08.03.22
Webinar Recap: Changes Ahead: IRS Surprises With RMD Interpretation
by: BISA Staff
In February 2022, the IRS finally released long-awaited proposed regulations on the Setting Every Community Up for Retirement (SECURE) Act passed by Congress and signed into law more than 2 years ago.
Although these regulations are proposed and subject to change, they provide guidance and clarification on many of the new lifetime and post-death required minimum distribution (RMD) rules enacted by the SECURE Act. It may benefit you to know the key terms identified throughout the proposal to further understand, and plan for the regulations proposed.
On July 19, BISA hosted a webinar, Changes Ahead: IRS Surprises with RMD Interpretation, with speaker Laird Johnson, CLU®, ChFC®, senior director of advanced markets at Equitable Distributors, who summarized the findings from the IRS' proposed regulations that revise the existing required minimum distribution (RMD) regulations and other related regulations. Below is a high-level review of the webinar content.
Missed the live webinar? Watch the recording on demand. Access to BISA webinar recordings is complimentary for all BISA Members.
Regulation vs. Proposed Regulation

Change in RBD Impacting RMD
The IRS has officially changed the required beginning date (RBD) – from the age of 70.5 to 72. This is the age at which an IRA owner, a 401k participant or a profit-sharing participant would typically have to start taking their RMD from their accounts. [SK1] The RBD age started at 70.5 dating back to the mid-1980s; however, as people are proven to live much longer than they did 40 years ago, Johnson asserted that it made sense that the RBD were to be moved back.
In addition to this age adjustment, the IRS also introduced the 10-year rule for certain IRA beneficiaries. The only requirement is that the account is officially liquidated after the 10th year of the death date of the account. This allows any fluid distribution between years 1-9, and after the 10th year, you must withdraw the entire balance of the IRA (by December 31), and then the account will be inactivated.
- EX: Death of IRA owner in 2022 would require full liquidation of the IRA by the beneficiary by end of 2032
Impact of RBD on IRA Beneficiaries Post-SECURE Act
Stretch Options for Non-EDB's
Questions That Will Determine Beneficiary Options:
When did our IRA owner pass away?
- Pre-SECURE Act or Post-SECURE Act (2020)
How old was the IRA owner when they passed away?
- Younger than 72 or older than 72
Stretch Rules for Eligible Designated Beneficiaries (EDB’s)
Designated Beneficiary: Any IRA-designated beneficiary who is not covered by the following:
- Surviving Spouse
- Clarified spouse age for RMD – not required to take RMDs until decedent would have turned 72.
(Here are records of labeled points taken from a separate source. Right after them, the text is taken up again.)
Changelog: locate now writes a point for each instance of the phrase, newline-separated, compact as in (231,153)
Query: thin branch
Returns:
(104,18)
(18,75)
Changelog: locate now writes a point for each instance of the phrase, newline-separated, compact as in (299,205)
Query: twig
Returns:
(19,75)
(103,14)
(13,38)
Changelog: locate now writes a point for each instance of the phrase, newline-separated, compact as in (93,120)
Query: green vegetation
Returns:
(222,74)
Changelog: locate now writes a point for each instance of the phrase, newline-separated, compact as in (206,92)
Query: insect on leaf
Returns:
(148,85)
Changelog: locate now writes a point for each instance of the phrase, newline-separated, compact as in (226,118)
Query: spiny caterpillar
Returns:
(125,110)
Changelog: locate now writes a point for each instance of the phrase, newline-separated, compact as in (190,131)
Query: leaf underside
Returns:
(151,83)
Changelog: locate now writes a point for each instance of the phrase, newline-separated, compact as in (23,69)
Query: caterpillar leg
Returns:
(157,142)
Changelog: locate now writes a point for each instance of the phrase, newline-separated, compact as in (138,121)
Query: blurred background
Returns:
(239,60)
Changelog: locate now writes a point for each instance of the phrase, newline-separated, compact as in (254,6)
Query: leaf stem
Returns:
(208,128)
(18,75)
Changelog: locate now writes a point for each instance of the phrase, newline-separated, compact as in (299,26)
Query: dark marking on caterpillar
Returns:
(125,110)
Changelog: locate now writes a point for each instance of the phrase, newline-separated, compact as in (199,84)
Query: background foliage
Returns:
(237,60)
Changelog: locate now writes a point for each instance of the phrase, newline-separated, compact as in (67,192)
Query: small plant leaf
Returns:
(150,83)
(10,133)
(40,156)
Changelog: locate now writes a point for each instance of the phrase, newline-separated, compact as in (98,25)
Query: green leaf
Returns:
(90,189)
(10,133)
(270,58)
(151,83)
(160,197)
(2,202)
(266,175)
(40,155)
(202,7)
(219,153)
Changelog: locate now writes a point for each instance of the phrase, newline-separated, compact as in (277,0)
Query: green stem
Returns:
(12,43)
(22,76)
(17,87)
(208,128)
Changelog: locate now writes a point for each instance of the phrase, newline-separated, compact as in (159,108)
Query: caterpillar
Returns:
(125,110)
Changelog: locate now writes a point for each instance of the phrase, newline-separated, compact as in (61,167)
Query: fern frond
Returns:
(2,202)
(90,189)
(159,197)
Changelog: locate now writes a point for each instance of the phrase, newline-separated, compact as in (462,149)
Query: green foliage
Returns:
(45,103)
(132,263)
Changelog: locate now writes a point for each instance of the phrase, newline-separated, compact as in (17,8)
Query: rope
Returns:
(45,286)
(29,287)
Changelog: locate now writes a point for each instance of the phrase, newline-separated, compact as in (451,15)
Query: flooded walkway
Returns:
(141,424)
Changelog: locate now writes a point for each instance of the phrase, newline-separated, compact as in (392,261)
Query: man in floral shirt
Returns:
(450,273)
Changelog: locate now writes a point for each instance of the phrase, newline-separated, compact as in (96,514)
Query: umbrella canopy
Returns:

- If the surviving spouse beneficiary passes, the remainder beneficiary's RMDs are based on default to the original owner's age.
- EDB’s can opt out of lifetime payments and into the 10-year rule.
- Minor Child
- Disabled Individual
- Safe harbor for disability definition
- Minor disabled beneficiary
- Deadline of documentation for disability: October 31 of the year following year of death
- Does not define documentation requirements
- Chronically Ill
- Deadline of documentation for chronic illness: October 31 of the year following year of death
- Defined in IRC Section 770B(c)(2) as unable to perform 2 or more activities of daily living for at least a "lengthy" period of time, as certified by a healthcare practictioner
- Not more than 10 years younger than the deceased individual
- Certain trusts that benefit the above

Impact on Roth IRAs
- Annual RMDs from inherited Roth IRAs are not required for beneficiaries subject to the 10-year rule.
- An inherited Roth IRA has flexibility within the 10-year period and completely avoids the new post-RBD RMD rules
- An inherited Roth IRA can grow tax-free for 10 years after death before any distributions are required.
- The implications of the proposed rules could mean more conversations to Roth IRAs moving forward.
Impact on Trust Beneficiary Rules
- Leave in place most "trust as beneficiary rules" from prior SECURE Act, including:
- See-through trusts
- Conduit and discretionary trusts
- Conduit trust beneficiaries can be disregarded for RMD purposes
- New regulations provide abililty to disregard certain beneficiaries for:
- Discretionary trusts
- Secondarybeneficiaries who can only inherit contingent upon death of another secondary beneficiary
- Beneficiaries set to receive distributions of retirement assets that are required to distribute to a minor before the end of the year that they turn 21
How This Impacts the Role of the Financial Advisor
The proposed regulations shared in February and elaborated on in the July webinar recording help to clarify the administration of inherited IRA and qualified plan (QP) assets. While it is important to remember that these changes are currently only proposed regulations, it gives a window to see what the IRS is moving toward – and, as Johnson shared, it is highly possible that finalized regulations will be shared by the end of 2022. This window provides an opportunity for financial advisors to review the trusts in their clients’ portfolios in advance of the final regulations being enacted. Proactive assessment and advice today will help build trust for tomorrow.